Suatu hari, tatkala kami sedang belajar di sebuah masjid,
syekh Abdul Fathi sedang menjelaskan kepada kami tentang faidah dan keutamaan
bahasa arab dibandingkan dengan bahasa-bahasa lainya dimuka Bumi, ketika
pengajian sedang berlansung, masuklah seorang syekh memakai jubah yang kira
kira berumur lima puluhan –penulis tidak tahu siapa nama nya- ke dalam masjid,
ketika beliau berada di pintu masuk masjid, terlihat beberapa orang menyalami
dan ta’zim kepada beliau, penulis mengira syekh ini bakalan mengajar kepada
murid muridnya juga disisi lain masjid, dan penulis pun mengalihkan pandangan
kepada syekh abdul fathi yang menjelaskan pelajaran.

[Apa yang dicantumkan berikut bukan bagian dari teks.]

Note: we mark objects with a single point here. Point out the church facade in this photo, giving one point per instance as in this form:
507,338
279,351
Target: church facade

Namun hal yang tidak penulis duga terjadi, syekh yang baru
masuk kedalam masjid itu langsung duduk bersama kami, dan ikut mendengarkan
penjelasan syekh Abdul Fathi tersebut, penulis bersama para muridpun terkejut,
begitu juga dengan syekh Abdul Fathi yang langsung terdiam melihat rekannya
sesama ulama duduk dilantai bersama para murid sedangkan beliau duduk di atas
kursi.
Setelah diam cukup lama, syekh Abdul Fathi pun
mempersilakan syekh tersebut untuk duduk di sampingnya, namun syekh itu
menolak dengan senyuman, dan mempersilakan syekh Abdul Fathi untuk melanjutkan
pelajaran. Setelah itu syekh Abdul Fathi pun melanjutkan pelajaran.

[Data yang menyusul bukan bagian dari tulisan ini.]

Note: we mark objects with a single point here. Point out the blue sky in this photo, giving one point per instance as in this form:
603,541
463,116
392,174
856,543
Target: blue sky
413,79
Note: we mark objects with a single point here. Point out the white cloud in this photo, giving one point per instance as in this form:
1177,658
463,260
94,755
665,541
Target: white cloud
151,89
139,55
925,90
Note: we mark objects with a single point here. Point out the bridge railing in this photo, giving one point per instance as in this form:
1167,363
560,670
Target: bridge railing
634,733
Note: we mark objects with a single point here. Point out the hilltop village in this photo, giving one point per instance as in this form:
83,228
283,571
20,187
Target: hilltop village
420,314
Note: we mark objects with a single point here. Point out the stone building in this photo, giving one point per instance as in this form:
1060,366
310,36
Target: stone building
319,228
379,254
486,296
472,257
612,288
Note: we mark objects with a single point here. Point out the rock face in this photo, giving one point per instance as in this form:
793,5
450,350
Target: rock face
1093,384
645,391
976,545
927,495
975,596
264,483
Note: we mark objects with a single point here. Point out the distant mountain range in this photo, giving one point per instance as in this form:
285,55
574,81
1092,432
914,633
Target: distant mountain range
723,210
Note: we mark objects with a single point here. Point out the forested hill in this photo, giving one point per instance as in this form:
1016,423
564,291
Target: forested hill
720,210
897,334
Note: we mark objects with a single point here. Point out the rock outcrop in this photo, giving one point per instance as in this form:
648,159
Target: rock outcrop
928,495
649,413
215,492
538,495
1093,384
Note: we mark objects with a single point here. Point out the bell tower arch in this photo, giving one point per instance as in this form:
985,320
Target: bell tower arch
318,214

Tidak hanya itu, setelah selesai pengajian, syekh itu
langsung ke depan dan mencium tangan syekh Fathi, syekh Fathi pun membalas dengan
mecium tangan tersebut juga.
Takjub dan terkesima, maka penulis pun langsung mengabadikan
momen yang luar biasa ini, walaupun hasilnya kurang maksimal, karena jepretan
itu bersifat spontanitas.
(Syekh Abdul Fathi Hijazi (Kiri)
membalas salaman Seorang Syekh)
Begitulah kerendahan hati para ulama, yang keilmuan dan
pengetahuannya tidak diragukan lagi, sudah diakui dan teruji, namun tidak
gengsi atau malu untuk belajar dengan teman sejawatnya yang sama-sama ulama,
bahkan duduk bersama para murid murid beliau.

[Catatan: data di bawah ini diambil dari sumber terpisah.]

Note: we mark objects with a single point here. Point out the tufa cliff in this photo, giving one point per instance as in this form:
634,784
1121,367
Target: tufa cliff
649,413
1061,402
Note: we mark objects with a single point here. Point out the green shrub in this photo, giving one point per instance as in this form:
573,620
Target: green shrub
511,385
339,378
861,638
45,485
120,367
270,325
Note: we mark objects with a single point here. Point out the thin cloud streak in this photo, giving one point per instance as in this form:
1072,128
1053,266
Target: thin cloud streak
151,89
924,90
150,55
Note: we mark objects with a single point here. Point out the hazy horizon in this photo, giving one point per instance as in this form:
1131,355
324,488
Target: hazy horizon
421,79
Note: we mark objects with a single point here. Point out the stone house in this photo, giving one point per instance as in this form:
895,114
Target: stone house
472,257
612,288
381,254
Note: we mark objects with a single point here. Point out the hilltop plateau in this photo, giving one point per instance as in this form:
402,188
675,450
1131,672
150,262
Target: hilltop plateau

Itulah sosok seorang ulama, sang pewaris nabi, akhlaknya
mulia, ilmunya setia dan terbuka serta kemuliaannya bertambah tatkala beliau
merendahkan hati.
Sangat jarang kita lihat sosok sekelas professor yang
seperti ini, bahkan banyak yang calibernya tidak seperti syekh ini, namun
sombongnya luar biasa hebat, maka marilah kita lihat kisah-kisah para ulama
yang seperti ini. Apalagi jika ada seseorang yang masih berstatus sebagai
murid, namun sudah berani membangkang kepada seorang guru, maka itu sama saja
dengan membakar habis semua ilmu yang pernah diajarkan oleh gurunya tersebut.
Sengaja penulis tuliskan kisah dua orang ulama ini, yang
merupakan contoh hidup, masih hidup pada zaman sekarang, karena banyak orang
yang berdalih “itukan dulu” dan berbagai macam alasan lainya yang merendahkan
para ulama, sekarang ini beliau berdua masih hidup dan masih mengajar.
Itulah nikmatnya menjadi penuntut ilmu, tidak hanya ilmu
yang didapat, melainkan juga contoh dan tauladanpun didapat di dalam majlis
ilmu bersama para ulama. Seperti ada kata pepatah dari seorang ayah ke anak nya
“nak, janganlah kau besedih jika engkau tidak mengerti dengan ilmu yang guru
engkau jelaskan namun tidak hanya ilmu yang kau cari disana, melainkan juga akhlak
dan adab para ulama yang dapat engkau pelajari disana".